This is a console application that I wrote for browsing HN in a terminal. It has an ncurses UI and uses libcurl to query the HN API [0]. Currently works on Linux and Mac. I also ported it to web with Emscripten's Fetch API so it can be easily demonstrated [1].
I’m just calling system() with “xdg-open” and url as argument. This is what a quick google search told me can be used for openning a browser from a C++ program. Maybe “xdg-open” is not available on Catalina. It is on Mojave I think.
I love the concept, and would use it daily if there were features for adding/removing/viewing favorites. This is something that the official API doesn't support, so it's not something I'm faulting this application for. Impressive for sure.
Also +1 on wlqlwlql's dark-mode idea, although a color theme in general might be a better approach (but perhaps overly complicated?).
This might not be addressing your issue directly, but for my browser extension Refined Hacker News [1], once a user is logged-in in the browser site it is fairly simple to "construct" the favorite-ing endpoint URL. The URL endpoint is "/fave" and requires two query parameters: `auth` and `id`. "auth" is a random string that is unique for each story/comment and is generated from the HN server (it's required for authorization of the "favorite" request), and "id" is the story/comment's ID number.
The auth string of a story for "fave" is the same as the auth string for the "hide" and "flag" links (since they are already present, the links' hrefs contain that auth string), and so we can extract the auth string from their hrefs and use it for favoriting and un-favoriting.
The "favorite"/"follow" function is something I was also thinking about. I have some ideas about it - something like an extra feed window where only favorited (and related) things show up.
Regarding color themes - these are super easy to add.
Wow, the vim keybindings are very intiutive. I just pressed O without thinking about it and it opened the highlighted link in a browser. although I miss using h and l for going right and left. also, I don't know about others but it took me some time to figure out the enter key to open comments page. maybe that should be mentioned in the help window.
Looking at the API request counter/how it renders it seems like you're pinging the API for every news item? 43 for just the "news" and "show" sections seems pretty high.
If that were the case I'd be worried about hitting an API limit, etc.
It's just the way the API works - to get the details for a single story (i.e. title, score, user, time, etc.) you need a single API request. Once the stories are fetched, then you can query the API only for those that have changed.
I was wondering what is the API limit - I haven't hit it yet. Will see.
Gotcha - it's times like that that I go with an old-fashioned raw HTTP request and parse it with a DOM parsing engine. Sometimes the "web-facing API" (so-to-speak) is better than the official API.
Yes, an API that is isomorphic to the website itself would be much easier to use.
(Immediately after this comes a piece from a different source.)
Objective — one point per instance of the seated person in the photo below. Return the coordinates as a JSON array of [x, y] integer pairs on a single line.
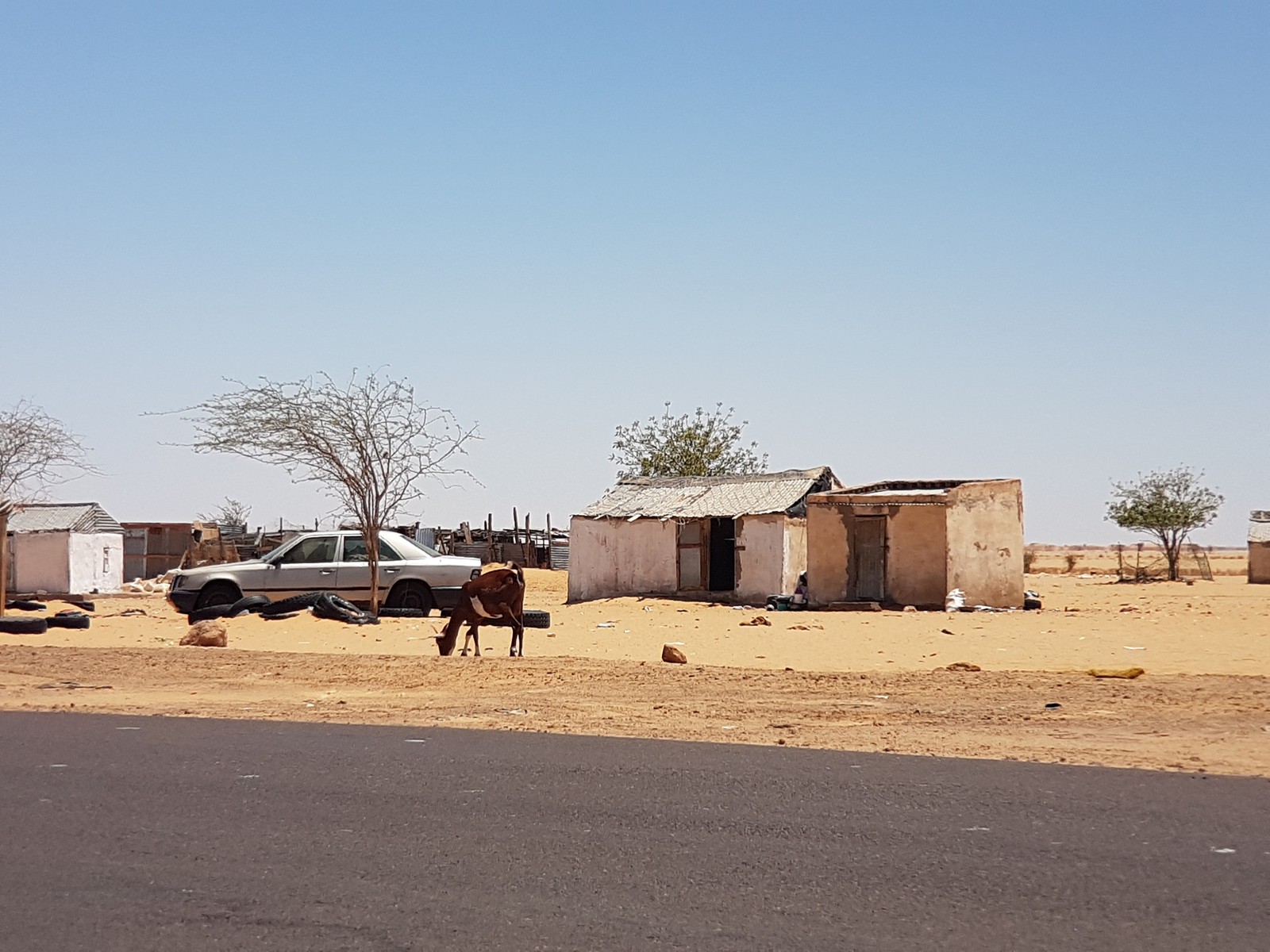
[[799, 600]]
Our plan is for the next version of HN's API to simply serve a JSON version of every page.
In the meantime, if you scrape the HTML, please respect https://news.ycombinator.com/robots.txt and don't do it more than once per 30 seconds. HN's app server runs on a single core, so we don't have a lot of performance to spare! This is in the works to change as well.
> HN's app server runs on a single core, so we don't have a lot of performance to spare!
That's interesting. Is there any more information about HN's tech stack? I know it's built on top of the Lisp dialect Arc, but I wonder about the server specs and would be happy to be pointed at some resource.
Although I experienced HN being down, I guess the overall uptime and availability is pretty decent. Keep up the good work!
Few UX comments:
1. There are a few advanced features that are enabled by default that I think should be hidden by default: stats and multiple panes
2. It's unclear how to get back when entering an article
Thanks for the feedback - I agree those features should be disabled by default. Just wanted to have them enabled now so people don't accidentally miss them
That's nice! There are some other mentions about color themes, but I'm wondering if it could just respect my terminal's color theme with background & foreground colors?
FYI works fine on mac but requires cmake (I downloaded and built cmake from source with no problems on 10.14.6, but other installation options are available)
Yeah I could see putting things like baseball game scores in a terminal, because you don't really want to be browsing mlb.com at work - but HackerNews should be considered work related if you're a dev.
If your dayjob doesn't allow you to spend 1 hour a day keeping up on tech news/interests, then maybe you need a better job.